The announcement of (bond-buying) in Europe and quantitative easing in the United States also mitigated fears of a near-term crisis, and I think that's why bar and coin demand fell.

So, there you have it. confidence is being restored to the ability of the national governments in the largest monetary entities in the globe. Hence, confidence is eroding in the yellow metal. It doesn't take a Sherlock Holmes to figure out why the demand for gold is down in US and EU.

So, what does that mean for your investment thesis, dear reader? I continue to believe that while shorting gold is a fine play indeed, the real play is in the miners. The miners are really a leveraged bet on gold prices. As gold prices drop, the profit margins of the miners get squeezed. Their cost structure is already going up at around ~15% each year, as the easy gold has been extracted already. Labor and fuel costs keep going up as well. At a sub-1200 price of gold, many miners would have no option but to shut down operations, given that the marginal cost of production is now at around $1200/oz. That's where the real money is.
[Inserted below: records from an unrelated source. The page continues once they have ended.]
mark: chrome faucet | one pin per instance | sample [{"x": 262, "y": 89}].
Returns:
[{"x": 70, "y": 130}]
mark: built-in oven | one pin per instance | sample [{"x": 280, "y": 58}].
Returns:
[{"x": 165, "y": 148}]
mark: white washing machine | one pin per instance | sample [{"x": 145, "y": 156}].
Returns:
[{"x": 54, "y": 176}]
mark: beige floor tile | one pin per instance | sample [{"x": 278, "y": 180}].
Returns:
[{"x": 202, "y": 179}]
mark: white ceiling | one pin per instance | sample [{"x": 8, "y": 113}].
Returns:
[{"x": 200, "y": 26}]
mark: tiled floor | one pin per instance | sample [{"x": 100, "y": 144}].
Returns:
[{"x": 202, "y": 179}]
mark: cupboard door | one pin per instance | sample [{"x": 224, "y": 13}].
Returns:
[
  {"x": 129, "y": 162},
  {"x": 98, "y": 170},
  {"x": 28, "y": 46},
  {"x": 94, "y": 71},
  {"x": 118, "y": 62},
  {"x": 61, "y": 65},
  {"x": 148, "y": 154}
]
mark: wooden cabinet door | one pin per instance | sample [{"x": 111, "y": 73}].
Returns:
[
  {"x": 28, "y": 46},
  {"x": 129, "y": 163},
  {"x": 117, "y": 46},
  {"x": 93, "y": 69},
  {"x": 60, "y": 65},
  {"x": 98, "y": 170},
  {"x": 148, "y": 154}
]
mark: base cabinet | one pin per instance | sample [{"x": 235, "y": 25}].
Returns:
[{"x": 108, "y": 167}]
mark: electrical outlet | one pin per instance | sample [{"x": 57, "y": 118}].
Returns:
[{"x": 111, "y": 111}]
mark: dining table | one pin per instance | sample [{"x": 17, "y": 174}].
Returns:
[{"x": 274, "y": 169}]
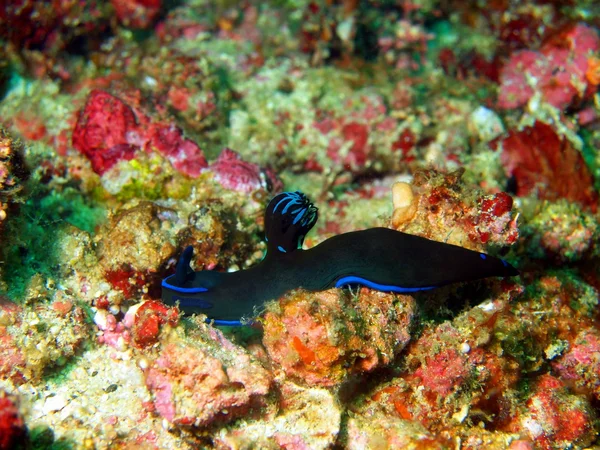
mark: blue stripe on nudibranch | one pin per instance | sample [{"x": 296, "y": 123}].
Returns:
[
  {"x": 380, "y": 287},
  {"x": 192, "y": 301},
  {"x": 226, "y": 323},
  {"x": 299, "y": 216},
  {"x": 195, "y": 290}
]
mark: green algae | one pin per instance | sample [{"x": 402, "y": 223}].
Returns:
[
  {"x": 42, "y": 438},
  {"x": 31, "y": 246}
]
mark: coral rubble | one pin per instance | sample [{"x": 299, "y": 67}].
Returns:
[{"x": 132, "y": 129}]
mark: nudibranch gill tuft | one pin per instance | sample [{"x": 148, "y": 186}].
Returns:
[{"x": 379, "y": 258}]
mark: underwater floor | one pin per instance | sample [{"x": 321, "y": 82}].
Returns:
[{"x": 130, "y": 130}]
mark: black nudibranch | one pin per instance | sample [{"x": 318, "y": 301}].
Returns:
[{"x": 379, "y": 258}]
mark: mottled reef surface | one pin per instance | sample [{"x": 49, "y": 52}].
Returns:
[{"x": 130, "y": 129}]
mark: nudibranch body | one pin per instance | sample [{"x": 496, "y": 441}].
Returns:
[{"x": 379, "y": 258}]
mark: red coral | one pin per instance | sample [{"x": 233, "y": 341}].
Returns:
[
  {"x": 444, "y": 372},
  {"x": 405, "y": 142},
  {"x": 184, "y": 154},
  {"x": 234, "y": 173},
  {"x": 558, "y": 70},
  {"x": 108, "y": 131},
  {"x": 546, "y": 164},
  {"x": 102, "y": 129},
  {"x": 12, "y": 426},
  {"x": 137, "y": 13},
  {"x": 126, "y": 280},
  {"x": 555, "y": 418},
  {"x": 150, "y": 316}
]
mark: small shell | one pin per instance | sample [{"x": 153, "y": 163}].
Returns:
[{"x": 405, "y": 204}]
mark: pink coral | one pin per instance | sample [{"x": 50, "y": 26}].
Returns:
[
  {"x": 321, "y": 338},
  {"x": 102, "y": 130},
  {"x": 581, "y": 364},
  {"x": 236, "y": 174},
  {"x": 546, "y": 164},
  {"x": 184, "y": 154},
  {"x": 554, "y": 418},
  {"x": 200, "y": 383},
  {"x": 137, "y": 13},
  {"x": 108, "y": 130},
  {"x": 558, "y": 70},
  {"x": 12, "y": 425}
]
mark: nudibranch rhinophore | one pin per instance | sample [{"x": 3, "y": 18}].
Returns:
[{"x": 379, "y": 258}]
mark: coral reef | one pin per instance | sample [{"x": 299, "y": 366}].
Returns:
[
  {"x": 323, "y": 338},
  {"x": 203, "y": 378},
  {"x": 132, "y": 129},
  {"x": 12, "y": 172},
  {"x": 12, "y": 425}
]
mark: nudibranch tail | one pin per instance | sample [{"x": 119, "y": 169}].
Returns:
[{"x": 379, "y": 258}]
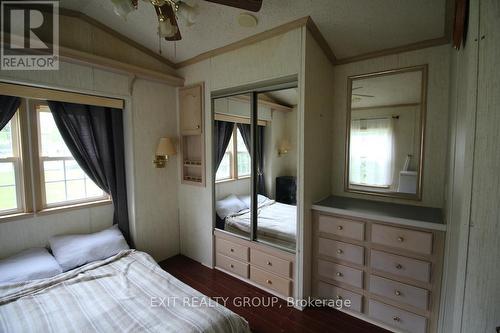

In my mind, the obvious choice to benefit from this squeeze would be to hold the Direxion Daily Gold Miners Bear 3x Shares ETF (NYSEARCA:DUST). This ETF is up some 47% in 2013. I believe there is another 10-15% left in this ETF this year, as I expect gold prices to collapse as Paulson inevitably folds, while gold extraction costs keep going up. Of course, nothing is a guarantee, but the immutable laws of demand and geology give me comfort that DUST is on the way up.

Disclaimer: This is not meant as investment advice. I do not have a crystal ball. I only have opinions, free at that. Before investing in any of the above-mentioned securities, investors should do their own research, consult their financial advisors, and make their own choices.

Disclosure: I am long DUST. I wrote this article myself, and it expresses my own opinions. I am not receiving compensation for it (other than from Seeking Alpha). I have no business relationship with any company whose stock is mentioned in this article.